Case Number: 3079

Council Meeting: JULY 2021

Decision: Not Upheld

Publication: Stuff

Ruling Categories: Accuracy
Balance, Lack Of
Children and Young People
Unfair Coverage


KEA Kids News is funded by NZ On Air and is made for children, by children in video format hosted on Stuff. The project aims to encourage children between the ages of 7-11 to be involved and excited about news and current affairs.

On April 21, the KEA Kids News bulletin included a story about the Brickman Lego exhibition at the Auckland Museum where at certain times quiet sessions were offered for autistic children. The reporter, James aged 9, talked to several children at one of the quiet sessions about their experience of autism. They discussed how hard friendships can be and how difficult school is for those with autism.

One of those featured was 4-year-old Samuel.

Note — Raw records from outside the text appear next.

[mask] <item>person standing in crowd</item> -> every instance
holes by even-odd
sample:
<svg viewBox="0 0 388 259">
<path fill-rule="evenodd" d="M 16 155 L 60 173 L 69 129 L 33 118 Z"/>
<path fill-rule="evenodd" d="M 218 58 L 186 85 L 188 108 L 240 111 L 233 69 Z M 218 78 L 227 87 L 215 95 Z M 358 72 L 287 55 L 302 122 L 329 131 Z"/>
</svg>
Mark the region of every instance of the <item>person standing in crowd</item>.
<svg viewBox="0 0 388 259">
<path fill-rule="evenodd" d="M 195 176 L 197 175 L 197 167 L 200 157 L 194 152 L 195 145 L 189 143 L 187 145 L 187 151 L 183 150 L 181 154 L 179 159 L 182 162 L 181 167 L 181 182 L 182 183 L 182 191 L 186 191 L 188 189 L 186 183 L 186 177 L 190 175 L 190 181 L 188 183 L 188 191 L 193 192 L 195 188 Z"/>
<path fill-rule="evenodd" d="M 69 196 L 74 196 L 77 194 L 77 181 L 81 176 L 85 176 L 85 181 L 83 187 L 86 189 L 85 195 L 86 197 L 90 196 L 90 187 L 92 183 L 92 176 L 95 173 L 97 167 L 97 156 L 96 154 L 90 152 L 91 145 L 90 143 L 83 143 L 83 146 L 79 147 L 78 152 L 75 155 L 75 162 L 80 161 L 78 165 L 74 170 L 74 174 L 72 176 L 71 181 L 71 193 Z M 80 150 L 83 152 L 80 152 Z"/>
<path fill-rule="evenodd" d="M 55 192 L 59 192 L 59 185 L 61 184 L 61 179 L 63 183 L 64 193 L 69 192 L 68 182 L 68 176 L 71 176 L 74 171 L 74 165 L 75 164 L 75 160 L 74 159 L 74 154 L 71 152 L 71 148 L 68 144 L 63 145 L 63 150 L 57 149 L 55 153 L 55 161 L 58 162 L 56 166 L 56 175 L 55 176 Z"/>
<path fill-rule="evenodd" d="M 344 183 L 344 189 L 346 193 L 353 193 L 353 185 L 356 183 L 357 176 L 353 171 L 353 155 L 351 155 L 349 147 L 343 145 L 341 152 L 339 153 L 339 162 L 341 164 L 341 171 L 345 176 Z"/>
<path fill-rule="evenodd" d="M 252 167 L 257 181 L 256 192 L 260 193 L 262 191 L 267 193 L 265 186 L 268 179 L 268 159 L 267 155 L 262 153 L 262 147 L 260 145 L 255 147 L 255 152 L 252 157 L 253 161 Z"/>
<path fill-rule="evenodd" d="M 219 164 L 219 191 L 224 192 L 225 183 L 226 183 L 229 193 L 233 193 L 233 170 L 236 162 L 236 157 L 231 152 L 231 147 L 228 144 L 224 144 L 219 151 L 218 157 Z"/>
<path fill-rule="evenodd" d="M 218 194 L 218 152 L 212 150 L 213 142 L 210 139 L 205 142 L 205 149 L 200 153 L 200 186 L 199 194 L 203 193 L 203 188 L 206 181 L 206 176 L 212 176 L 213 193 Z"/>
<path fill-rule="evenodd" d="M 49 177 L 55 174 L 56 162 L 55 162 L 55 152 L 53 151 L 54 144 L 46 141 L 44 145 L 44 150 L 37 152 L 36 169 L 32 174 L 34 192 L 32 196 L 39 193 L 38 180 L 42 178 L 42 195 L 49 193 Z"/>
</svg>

His mother talked about how important Lego had been to improving his behaviour. We are shown Samuel proudly showing off the penguin family he has made from Lego. A short clip showing Samuel rocking holding a cube toy was also included. In the text accompanying the KEA Kids News video, Stuff states that Samuel has gone from “rocking on the floor to finding his passion – becoming a Lego master.”

The Complaint

Alice Richardson writes that the way rocking has been referred to in the video and accompanying text discriminates against autistic people as it negatively frames a positive behaviour that she and others with autism use to manage their disability. She states that “rocking is an excellent and healthy tool autistic people can use to manage sensory input. ”Because it has been framed in a negative way, the article and video risk shaming autistic people out of doing what is an important tool for self-regulation.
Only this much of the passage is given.